Eisai and Alzheon presented new data in March at the AD/PD annual meeting in Copenhagen, focusing on Alzheimer’s disease treatments for individuals with two copies of the APOE ɛ4 gene variant. This genetic profile is known to increase both the risk of developing Alzheimer’s and experiencing brain bleed events, called ARIA-H and ARIA-E, during treatment with certain therapies such as Leqembi.
The research is significant because some regulators have restricted access to anti-amyloid therapies for APOE ɛ4 homozygotes due to safety concerns. Eisai's real-world analysis showed that these treatment-associated bleeds were less common than previously observed in clinical trials, especially after six months of therapy. Additionally, most patients did not experience disease progression during the study period.
Aaron Burstein, head of search and evaluation at the Alzheimer’s Drug Discovery Foundation, said to BioSpace: “The conference had a significant focus on biomarkers, and there [have] been such tremendous advances that these biomarkers are really allowing us to understand the underlying biology of the patients that we’re trying to treat with therapies.” He described Eisai’s data as “very encouraging” and said it “provides additional support for the potential use of these agents in the APOE4 carrier status as was approved by FDA.”

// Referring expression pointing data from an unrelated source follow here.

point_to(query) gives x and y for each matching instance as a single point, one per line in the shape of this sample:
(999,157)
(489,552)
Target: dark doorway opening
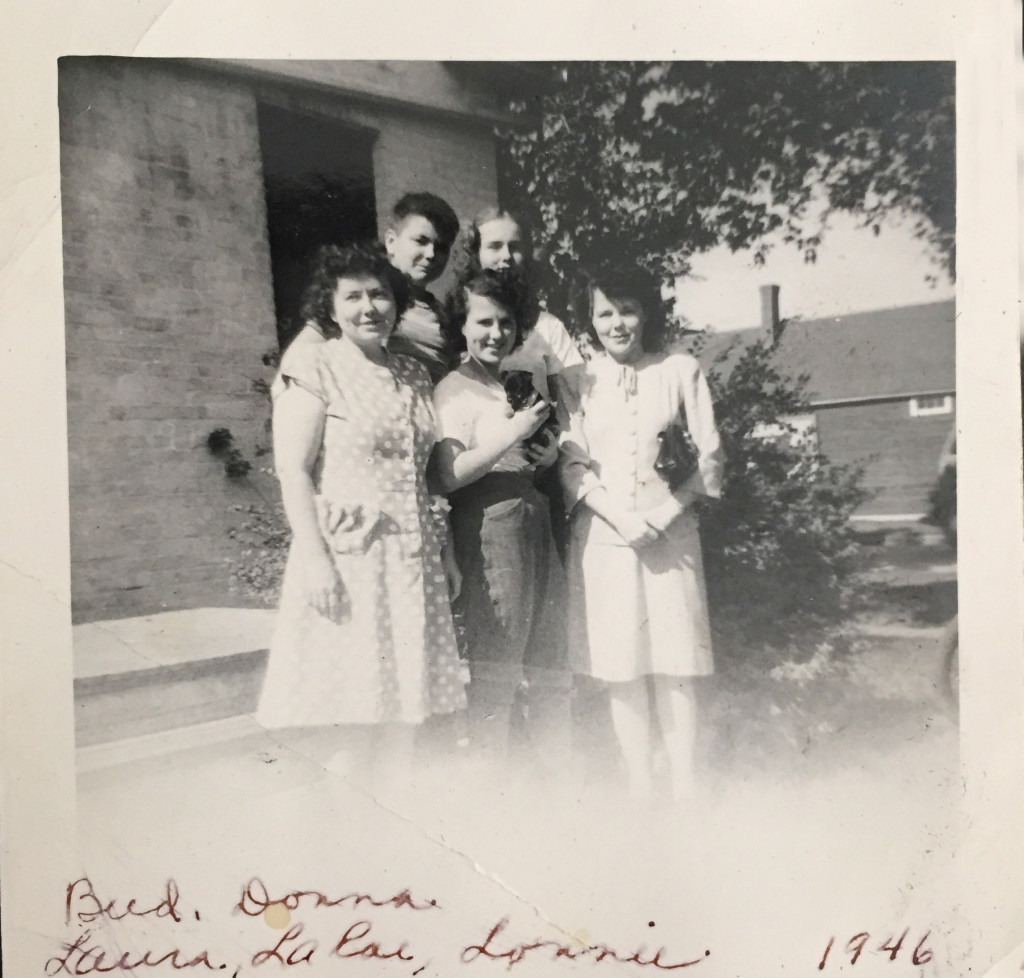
(318,178)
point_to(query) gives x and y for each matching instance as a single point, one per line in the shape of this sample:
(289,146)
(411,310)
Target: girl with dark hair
(497,239)
(365,633)
(512,598)
(638,614)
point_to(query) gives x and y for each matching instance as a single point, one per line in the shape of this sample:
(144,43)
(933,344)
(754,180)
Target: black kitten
(520,392)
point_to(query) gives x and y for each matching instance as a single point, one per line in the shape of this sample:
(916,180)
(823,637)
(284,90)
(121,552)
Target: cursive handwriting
(598,952)
(82,959)
(291,950)
(89,906)
(357,932)
(255,899)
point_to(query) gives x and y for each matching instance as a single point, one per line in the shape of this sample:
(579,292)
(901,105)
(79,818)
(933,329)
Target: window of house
(931,405)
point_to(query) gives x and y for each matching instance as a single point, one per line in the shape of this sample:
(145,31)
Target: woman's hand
(545,453)
(322,585)
(634,529)
(523,423)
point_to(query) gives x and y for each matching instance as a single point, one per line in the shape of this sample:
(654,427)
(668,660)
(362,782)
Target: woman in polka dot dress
(364,632)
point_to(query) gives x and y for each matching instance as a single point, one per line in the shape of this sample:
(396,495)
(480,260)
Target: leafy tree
(675,158)
(659,162)
(778,546)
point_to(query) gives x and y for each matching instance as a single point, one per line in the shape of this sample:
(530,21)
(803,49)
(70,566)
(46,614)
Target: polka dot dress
(392,655)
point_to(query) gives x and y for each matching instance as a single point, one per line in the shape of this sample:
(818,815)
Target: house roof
(905,350)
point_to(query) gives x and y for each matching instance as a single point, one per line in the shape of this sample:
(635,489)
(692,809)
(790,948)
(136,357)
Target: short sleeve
(302,365)
(560,351)
(454,414)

Alzheon also shared updated results from its Phase 3 trial involving valiltramiprosate in people homozygous for APOE4. While topline results missed their primary endpoint last year, new biomarker and imaging data presented this year indicated positive effects among patients who began treatment with mild cognitive impairment rather than more advanced disease. Burstein said regarding Alzheon’s findings: "the biomarker data provided support that the hypothesized clinical benefits they were seeing were associated with measures consistent with actually having effects on the underlying biological processes.”
Lynn Kramer, chief clinical officer at Eisai, explained that real-world analysis involving 207 U.S. patients found a lower incidence of ARIA among APOE4 homozygotes compared to earlier trials—21.2% versus 13.7% for noncarriers—with nearly all cases being asymptomatic. He noted: “Our thinking is they should be treated earlier like everybody else if you want to get maximum benefit... But I think this type of information makes physicians maybe more comfortable in understanding the risks so that they start treating the patients a little sooner.”
John Hey, chief scientific officer at Alzheon, emphasized their drug development strategy focused on high-risk groups due to unmet needs stemming from restrictions around Leqembi use. He highlighted sustained reductions in p-tau-217 levels—a key biomarker—in Phase 2 studies over four years among mild cognitive impairment participants.
Both companies plan further studies targeting early-stage or genetically high-risk populations with hopes for expanded therapeutic options and improved outcomes.